Washington – Die Rückkehr der Republikaner nach Washington am Montag steht unter keinem guten Stern. Ein milliardenschwerer Sicherheitsplan des Senats, der unter anderem die Finanzierung eines umstrittenen Ballsaals für Ex-Präsident Donald Trump vorsieht, sorgt für massive Kritik – vor allem von Seiten der Demokraten.

Die republikanische Führung hatte die zusätzliche Milliarde Dollar für die Sicherheit im Weißen Haus in einen Haushaltsentwurf aufgenommen. Dieser sieht zudem die Wiederherstellung der Finanzierung für Einwanderungsbehörden vor, die die Demokraten seit Februar blockiert haben. Der Vorschlag folgt auf den Vorfall vom vergangenen Monat, bei dem ein Mann versucht haben soll, Trump beim White House Correspondents’ Dinner zu ermorden.

Demokraten setzen auf Blockade

Um den Haushaltsentwurf ohne demokratische Stimmen durchzusetzen, nutzen die Republikaner ein parteiisches Budgetverfahren.

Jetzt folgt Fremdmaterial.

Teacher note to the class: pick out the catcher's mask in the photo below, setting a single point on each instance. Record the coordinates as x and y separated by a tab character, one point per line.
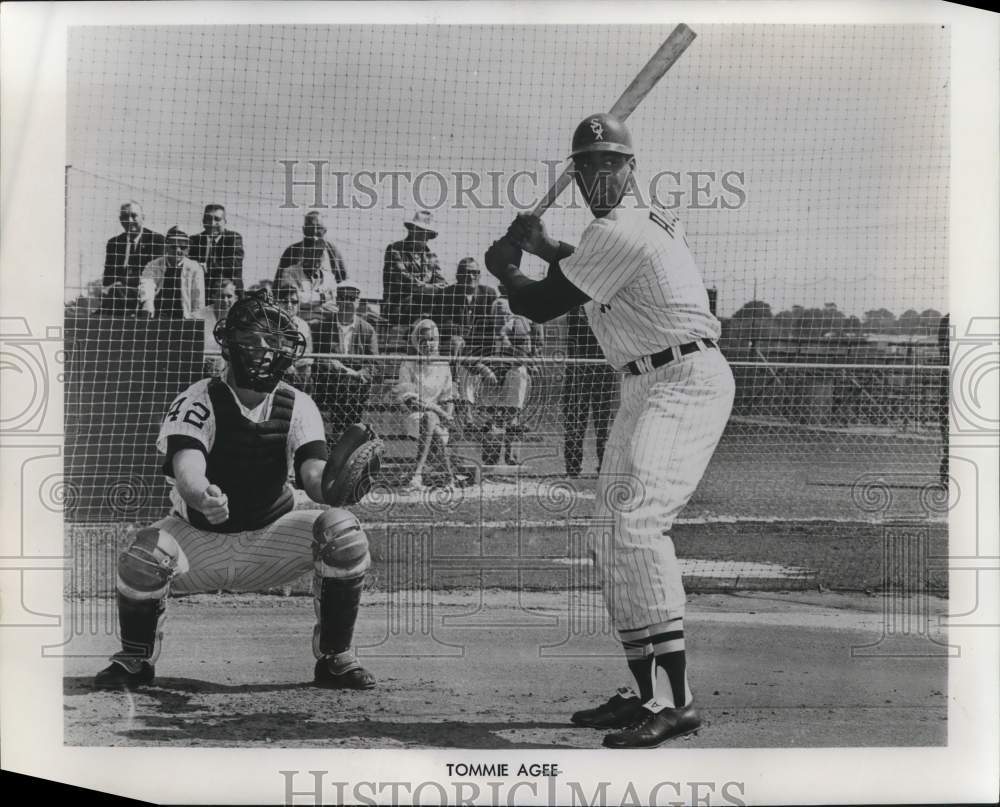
260	341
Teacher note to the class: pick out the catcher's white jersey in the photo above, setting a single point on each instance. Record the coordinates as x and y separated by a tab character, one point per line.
646	292
191	415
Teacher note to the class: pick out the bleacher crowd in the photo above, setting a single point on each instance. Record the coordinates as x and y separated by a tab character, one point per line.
469	360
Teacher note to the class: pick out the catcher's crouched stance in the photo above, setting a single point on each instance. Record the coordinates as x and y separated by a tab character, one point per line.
230	444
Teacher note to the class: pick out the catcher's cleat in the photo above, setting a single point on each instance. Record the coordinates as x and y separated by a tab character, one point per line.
342	671
652	729
116	675
620	711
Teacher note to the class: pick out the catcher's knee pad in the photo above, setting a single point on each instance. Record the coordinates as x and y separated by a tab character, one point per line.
340	546
146	568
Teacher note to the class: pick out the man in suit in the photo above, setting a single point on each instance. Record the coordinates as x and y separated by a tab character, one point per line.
314	251
342	388
125	256
410	271
462	312
218	250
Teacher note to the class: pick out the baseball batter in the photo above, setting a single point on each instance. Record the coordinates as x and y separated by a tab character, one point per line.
648	308
230	444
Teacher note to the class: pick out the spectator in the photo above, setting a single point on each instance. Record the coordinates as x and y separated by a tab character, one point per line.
218	250
503	408
317	289
410	271
223	296
173	286
501	317
462	311
342	388
125	256
588	392
424	388
300	372
314	251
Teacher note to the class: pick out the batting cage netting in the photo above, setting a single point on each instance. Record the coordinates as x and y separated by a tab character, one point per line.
360	172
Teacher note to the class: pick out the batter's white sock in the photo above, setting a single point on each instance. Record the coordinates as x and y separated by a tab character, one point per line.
670	685
639	656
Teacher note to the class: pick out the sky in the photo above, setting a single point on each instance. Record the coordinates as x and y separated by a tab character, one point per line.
832	142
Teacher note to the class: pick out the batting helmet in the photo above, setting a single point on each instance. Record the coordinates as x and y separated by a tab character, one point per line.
260	341
601	132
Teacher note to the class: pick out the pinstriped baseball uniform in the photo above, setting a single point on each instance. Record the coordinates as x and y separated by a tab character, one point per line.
647	295
250	560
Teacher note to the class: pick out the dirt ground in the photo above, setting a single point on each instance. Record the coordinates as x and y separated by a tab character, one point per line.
496	669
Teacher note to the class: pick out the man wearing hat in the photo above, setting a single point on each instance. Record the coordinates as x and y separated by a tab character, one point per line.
314	251
342	387
125	256
173	287
410	270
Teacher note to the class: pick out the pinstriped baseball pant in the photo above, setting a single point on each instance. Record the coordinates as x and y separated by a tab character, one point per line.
243	561
663	436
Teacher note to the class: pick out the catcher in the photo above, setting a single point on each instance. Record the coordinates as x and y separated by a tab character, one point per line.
230	444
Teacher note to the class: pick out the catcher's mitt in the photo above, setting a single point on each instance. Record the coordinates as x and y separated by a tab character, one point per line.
354	460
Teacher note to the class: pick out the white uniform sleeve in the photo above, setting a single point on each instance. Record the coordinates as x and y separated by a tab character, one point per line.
190	415
306	425
605	260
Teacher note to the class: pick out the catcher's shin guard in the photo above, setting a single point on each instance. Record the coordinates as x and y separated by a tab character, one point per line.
337	603
145	570
141	625
341	558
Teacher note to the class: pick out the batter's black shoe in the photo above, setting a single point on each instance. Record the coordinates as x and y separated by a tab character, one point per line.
655	728
127	674
342	671
622	710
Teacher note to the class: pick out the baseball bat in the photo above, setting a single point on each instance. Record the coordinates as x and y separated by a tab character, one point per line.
661	61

Doch Senatsführer Chuck Schumer kündigte in einem Schreiben an seine Kollegen an, dass die Demokraten den Plan auf verschiedenen Wegen bekämpfen werden. Dazu gehört unter anderem der Versuch, die Parlamentarierin des Senats zu überzeugen, die Gelder für den Ballsaal aus dem Entwurf zu streichen. Zudem sollen Änderungsanträge eingebracht werden, die Republikaner zwingen, öffentlich zu den Ausgaben Stellung zu beziehen.

„Der von Republikanern kontrollierte Kongress reagiert auf diese Situation mit einem defizitfinanzierten, parteiischen Gesetz, das Milliarden an Steuergeldern in eine unkontrollierte ICE-Operation und einen milliardenschweren Ballsaal pumpt – während gleichzeitig nichts gegen den illegalen Krieg im Iran unternommen wird und die republikanische Preiskrise die arbeitenden Familien belastet.“

— Senatsführer Chuck Schumer

Unklarheit bei den Republikanern

Ob der Sicherheitsplan tatsächlich ausreichend Unterstützung unter den Republikanern findet, ist noch ungewiss. Während das Repräsentantenhaus seinen Entwurf noch nicht vorgelegt hat, soll der Senat in dieser Woche mit der Abstimmung über seine Version beginnen. Die meisten republikanischen Abgeordneten haben sich während der parlamentarischen Pause bedeckt gehalten. Einige äußerten jedoch öffentlich Zweifel an der Notwendigkeit des Plans.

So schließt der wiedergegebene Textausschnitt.